The men were identified as 40-year-old Nikitas Margiellos of West Babylon, 50-year-old Leonard Repka of Lindenhurst, 52-year-old Michael Figueroa of Mount Vernon, 37-year-old Victor Arias and 41-year-old Rafael Astacio, both of Copiague.

Astacio, an active NYPD detective during the alleged burglaries, who NYPD Commissioner Ray Kelly said has since been terminated, was also charged with illegally accessing the federal National Crime Information Center database, which is maintained by the FBI.

A spokesman for the U.S. Attorney for the Eastern District of New York declined to say how the investigation started, citing inability to comment on an investigation. But he did note that all the more than 45 burglaries all occurred on LI.

“The defendants were part of a sophisticated burglary crew that victimized Long Island businesses and residents for more than three years,” said Loretta Lynch, U.S. Attorney for the Eastern District of New York. “Each defendant had a role to play in this band of criminals.”

George Venizelos, assistant director-in-charge of the FBI’s New York field office, said the men “did not discriminate” when selecting victims, adding that they “used a combination of physical labor and modern technology,” during the alleged burglaries.

In one example, four of the men spent three hours inside a Plainview business they allegedly broke in to on April 29, 2010 while Astacio and an unnamed coconspirator monitored police scanners and acted as lookouts, prosecutors said.
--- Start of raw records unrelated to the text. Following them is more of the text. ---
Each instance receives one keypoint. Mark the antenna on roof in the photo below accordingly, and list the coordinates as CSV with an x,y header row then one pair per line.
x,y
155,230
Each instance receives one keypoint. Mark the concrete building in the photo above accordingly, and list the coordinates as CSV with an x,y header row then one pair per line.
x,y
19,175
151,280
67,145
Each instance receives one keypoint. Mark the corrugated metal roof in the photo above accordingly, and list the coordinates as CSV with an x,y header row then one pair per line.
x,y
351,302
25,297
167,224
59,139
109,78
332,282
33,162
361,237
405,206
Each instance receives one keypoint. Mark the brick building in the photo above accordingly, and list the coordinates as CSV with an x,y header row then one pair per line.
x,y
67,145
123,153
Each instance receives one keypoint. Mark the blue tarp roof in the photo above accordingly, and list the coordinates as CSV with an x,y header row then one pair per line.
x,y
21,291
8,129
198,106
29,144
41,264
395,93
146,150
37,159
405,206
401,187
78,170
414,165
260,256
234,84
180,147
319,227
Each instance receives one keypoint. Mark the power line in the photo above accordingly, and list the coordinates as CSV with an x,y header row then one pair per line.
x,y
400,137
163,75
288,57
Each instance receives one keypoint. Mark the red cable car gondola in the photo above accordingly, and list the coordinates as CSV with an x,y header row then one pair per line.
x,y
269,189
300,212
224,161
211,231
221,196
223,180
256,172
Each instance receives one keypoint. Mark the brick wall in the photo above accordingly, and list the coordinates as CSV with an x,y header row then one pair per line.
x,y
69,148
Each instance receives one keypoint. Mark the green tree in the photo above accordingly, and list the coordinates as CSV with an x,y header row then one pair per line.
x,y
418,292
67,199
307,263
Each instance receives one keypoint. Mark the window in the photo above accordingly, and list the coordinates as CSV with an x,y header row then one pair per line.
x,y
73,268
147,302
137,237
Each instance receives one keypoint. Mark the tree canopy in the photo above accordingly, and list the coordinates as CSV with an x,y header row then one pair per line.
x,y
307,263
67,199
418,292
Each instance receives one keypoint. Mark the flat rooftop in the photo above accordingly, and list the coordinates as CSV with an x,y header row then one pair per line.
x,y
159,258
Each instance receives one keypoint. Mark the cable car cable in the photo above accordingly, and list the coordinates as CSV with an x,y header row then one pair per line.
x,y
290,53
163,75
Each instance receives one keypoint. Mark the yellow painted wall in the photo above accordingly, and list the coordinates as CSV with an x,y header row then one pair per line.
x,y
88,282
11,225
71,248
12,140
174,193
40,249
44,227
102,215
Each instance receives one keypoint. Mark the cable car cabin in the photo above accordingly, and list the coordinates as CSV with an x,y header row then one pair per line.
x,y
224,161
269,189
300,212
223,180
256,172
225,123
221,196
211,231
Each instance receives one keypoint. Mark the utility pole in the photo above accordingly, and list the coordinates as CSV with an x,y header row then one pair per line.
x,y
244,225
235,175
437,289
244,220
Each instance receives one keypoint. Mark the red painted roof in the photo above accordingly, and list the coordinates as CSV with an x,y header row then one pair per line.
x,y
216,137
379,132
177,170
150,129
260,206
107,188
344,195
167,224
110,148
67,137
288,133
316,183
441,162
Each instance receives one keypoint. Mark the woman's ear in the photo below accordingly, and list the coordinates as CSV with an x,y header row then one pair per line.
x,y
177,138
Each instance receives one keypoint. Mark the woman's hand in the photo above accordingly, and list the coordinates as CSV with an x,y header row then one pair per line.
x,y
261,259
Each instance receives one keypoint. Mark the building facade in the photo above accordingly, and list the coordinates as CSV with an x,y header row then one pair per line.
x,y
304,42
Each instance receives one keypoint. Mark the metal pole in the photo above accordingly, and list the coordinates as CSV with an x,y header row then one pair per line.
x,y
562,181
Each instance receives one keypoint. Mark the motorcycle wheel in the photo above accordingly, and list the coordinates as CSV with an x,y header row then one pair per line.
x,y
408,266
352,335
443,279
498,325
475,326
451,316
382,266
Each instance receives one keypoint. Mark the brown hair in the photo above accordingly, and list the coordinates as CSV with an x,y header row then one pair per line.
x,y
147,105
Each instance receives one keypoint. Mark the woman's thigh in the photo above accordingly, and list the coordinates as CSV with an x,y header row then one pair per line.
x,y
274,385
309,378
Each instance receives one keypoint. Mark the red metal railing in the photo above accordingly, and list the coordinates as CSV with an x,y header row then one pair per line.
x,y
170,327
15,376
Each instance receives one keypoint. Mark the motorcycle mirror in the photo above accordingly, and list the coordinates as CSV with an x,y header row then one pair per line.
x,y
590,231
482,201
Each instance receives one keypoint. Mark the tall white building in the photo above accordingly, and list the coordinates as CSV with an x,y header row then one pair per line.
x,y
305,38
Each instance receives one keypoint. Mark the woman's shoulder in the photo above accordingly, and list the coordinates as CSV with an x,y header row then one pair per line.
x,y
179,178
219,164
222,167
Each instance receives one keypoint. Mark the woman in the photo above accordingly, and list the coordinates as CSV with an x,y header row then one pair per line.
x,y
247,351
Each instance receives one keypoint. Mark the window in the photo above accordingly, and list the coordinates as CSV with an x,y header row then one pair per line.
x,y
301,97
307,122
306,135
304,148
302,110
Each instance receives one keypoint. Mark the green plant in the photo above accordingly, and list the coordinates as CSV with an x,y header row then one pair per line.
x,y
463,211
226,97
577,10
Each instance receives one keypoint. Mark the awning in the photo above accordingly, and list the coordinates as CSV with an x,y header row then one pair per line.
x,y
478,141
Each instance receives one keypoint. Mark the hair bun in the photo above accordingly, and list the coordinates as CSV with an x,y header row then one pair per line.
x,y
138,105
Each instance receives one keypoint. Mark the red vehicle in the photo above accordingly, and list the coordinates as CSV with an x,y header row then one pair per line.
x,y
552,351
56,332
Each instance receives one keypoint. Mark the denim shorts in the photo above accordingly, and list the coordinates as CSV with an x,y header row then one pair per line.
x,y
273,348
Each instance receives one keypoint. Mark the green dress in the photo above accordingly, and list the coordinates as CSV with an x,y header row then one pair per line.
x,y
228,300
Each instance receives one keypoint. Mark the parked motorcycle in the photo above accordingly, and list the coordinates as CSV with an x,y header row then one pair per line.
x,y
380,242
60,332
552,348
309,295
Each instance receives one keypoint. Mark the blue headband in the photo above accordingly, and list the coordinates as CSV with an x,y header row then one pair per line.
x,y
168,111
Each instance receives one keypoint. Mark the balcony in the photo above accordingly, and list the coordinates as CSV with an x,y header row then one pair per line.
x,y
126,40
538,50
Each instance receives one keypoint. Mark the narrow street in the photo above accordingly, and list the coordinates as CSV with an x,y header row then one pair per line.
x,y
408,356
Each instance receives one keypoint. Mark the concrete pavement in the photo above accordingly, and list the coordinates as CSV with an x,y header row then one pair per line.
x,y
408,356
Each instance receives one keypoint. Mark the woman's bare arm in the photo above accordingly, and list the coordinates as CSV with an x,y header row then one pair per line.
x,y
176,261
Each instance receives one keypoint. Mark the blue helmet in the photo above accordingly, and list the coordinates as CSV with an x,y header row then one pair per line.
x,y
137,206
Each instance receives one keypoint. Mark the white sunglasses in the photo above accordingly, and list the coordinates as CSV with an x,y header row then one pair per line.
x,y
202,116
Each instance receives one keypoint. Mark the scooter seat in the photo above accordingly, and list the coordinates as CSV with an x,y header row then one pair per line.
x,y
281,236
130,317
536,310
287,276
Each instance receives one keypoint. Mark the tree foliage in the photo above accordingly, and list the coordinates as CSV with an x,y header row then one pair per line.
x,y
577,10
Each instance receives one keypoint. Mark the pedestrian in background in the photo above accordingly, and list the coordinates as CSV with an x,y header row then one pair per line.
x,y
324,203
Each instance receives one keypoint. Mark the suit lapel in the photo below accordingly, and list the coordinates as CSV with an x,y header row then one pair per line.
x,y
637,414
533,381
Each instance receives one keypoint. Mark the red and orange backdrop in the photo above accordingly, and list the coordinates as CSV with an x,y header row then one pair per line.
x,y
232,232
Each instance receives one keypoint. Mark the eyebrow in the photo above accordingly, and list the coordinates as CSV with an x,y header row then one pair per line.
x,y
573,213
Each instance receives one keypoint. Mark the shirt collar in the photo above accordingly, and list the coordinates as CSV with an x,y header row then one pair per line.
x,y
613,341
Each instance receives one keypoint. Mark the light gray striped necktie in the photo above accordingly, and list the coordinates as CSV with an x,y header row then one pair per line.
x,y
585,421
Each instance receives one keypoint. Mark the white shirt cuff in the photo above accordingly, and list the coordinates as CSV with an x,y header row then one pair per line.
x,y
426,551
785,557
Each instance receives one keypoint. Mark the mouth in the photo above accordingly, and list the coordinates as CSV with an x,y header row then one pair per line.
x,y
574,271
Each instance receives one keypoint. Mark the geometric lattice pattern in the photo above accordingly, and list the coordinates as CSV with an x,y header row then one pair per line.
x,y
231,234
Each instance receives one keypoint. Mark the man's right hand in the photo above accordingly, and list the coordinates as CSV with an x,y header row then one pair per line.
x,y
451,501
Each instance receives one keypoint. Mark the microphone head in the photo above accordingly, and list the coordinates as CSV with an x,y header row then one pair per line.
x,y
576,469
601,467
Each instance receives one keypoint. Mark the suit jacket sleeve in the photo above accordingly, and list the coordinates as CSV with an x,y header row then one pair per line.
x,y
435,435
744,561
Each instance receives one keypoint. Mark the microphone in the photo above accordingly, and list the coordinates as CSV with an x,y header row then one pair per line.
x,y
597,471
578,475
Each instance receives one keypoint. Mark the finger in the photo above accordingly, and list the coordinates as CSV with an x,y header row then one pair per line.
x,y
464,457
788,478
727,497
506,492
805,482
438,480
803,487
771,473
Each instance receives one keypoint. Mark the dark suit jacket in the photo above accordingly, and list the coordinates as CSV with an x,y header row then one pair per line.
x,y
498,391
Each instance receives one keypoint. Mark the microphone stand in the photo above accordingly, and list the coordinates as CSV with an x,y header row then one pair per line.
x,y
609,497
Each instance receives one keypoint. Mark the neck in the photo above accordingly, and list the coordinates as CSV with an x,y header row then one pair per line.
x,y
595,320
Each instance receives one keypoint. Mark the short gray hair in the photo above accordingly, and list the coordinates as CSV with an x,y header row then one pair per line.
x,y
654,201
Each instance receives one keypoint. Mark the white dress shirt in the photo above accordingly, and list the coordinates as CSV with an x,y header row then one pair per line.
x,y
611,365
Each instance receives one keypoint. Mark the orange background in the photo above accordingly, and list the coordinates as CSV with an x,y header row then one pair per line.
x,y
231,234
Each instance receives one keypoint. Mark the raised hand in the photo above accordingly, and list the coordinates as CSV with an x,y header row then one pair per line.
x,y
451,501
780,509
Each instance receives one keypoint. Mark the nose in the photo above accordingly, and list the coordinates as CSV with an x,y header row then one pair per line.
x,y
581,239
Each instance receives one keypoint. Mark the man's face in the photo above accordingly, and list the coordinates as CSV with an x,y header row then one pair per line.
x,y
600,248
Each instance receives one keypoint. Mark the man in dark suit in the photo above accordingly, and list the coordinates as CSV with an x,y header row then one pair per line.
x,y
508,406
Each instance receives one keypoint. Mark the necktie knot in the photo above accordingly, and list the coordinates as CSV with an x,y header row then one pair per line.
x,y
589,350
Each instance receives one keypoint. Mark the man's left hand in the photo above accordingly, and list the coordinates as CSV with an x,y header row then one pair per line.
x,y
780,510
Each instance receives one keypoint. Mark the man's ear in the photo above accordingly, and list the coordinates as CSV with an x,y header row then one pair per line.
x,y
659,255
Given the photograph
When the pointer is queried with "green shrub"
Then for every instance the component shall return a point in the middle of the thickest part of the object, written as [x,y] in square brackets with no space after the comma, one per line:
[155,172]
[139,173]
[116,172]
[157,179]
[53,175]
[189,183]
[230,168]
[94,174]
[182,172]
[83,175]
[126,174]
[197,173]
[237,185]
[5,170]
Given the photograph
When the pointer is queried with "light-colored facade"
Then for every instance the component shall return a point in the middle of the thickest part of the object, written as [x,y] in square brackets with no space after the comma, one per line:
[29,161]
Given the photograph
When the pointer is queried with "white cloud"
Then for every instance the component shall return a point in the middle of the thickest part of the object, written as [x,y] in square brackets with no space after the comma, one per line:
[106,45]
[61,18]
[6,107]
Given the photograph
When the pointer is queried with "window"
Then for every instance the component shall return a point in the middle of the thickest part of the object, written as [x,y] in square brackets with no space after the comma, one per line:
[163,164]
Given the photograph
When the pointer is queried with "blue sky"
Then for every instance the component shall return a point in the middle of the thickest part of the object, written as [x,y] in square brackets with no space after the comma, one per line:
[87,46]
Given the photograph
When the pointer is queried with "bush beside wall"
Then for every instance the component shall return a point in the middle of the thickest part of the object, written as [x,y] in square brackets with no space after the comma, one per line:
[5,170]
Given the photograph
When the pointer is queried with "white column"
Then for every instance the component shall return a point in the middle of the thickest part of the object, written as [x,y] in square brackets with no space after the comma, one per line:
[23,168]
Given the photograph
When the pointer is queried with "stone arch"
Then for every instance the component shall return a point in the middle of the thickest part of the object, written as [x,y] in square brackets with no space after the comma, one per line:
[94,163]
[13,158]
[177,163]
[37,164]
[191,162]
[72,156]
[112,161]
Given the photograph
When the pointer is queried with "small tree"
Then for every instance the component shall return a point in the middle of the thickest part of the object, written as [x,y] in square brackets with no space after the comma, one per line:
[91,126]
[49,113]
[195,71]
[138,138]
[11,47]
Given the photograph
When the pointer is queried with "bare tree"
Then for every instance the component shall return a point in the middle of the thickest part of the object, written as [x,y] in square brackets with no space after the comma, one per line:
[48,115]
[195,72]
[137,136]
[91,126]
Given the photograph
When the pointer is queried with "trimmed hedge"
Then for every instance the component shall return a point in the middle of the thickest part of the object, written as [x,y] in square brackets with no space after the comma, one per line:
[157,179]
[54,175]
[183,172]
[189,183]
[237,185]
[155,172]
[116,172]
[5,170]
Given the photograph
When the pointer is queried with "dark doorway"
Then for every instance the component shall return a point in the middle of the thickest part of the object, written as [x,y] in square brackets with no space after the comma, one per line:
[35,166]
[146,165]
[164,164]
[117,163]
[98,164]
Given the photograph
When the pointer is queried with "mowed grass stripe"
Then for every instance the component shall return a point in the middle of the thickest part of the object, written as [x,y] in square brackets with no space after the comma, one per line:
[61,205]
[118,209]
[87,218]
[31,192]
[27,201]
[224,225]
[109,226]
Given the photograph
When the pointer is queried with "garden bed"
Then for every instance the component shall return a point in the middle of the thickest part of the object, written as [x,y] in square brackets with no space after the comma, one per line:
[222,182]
The group eventually stole more than 45,000 pairs of sportswear worth approximately $3 million, prosecutors said, adding that they then transported the property across state lines and allegedly stole some sunglasses on the Internet.

During another alleged burglary six months later, the crew stole approximately $2 million in cash from a plastic surgeon’s office in Nassau County, prosecutors said.

Authorities fingered Margiellos as the alleged ringleader but directed their harshest criticism at Astacio. Lynch said the detective was “a police officer in name only, having sold his badge and his honor in exchange for his share of their ill-gotten gains.” Venizelos added that Astacio “betrayed his fellow law enforcement officers for a chance to line his pockets with his victims’ hard-earned money.”

If convicted, Arias, Figueroa, Margiellos and Repka each face 15 years in prison, and Astacio faces 17 years.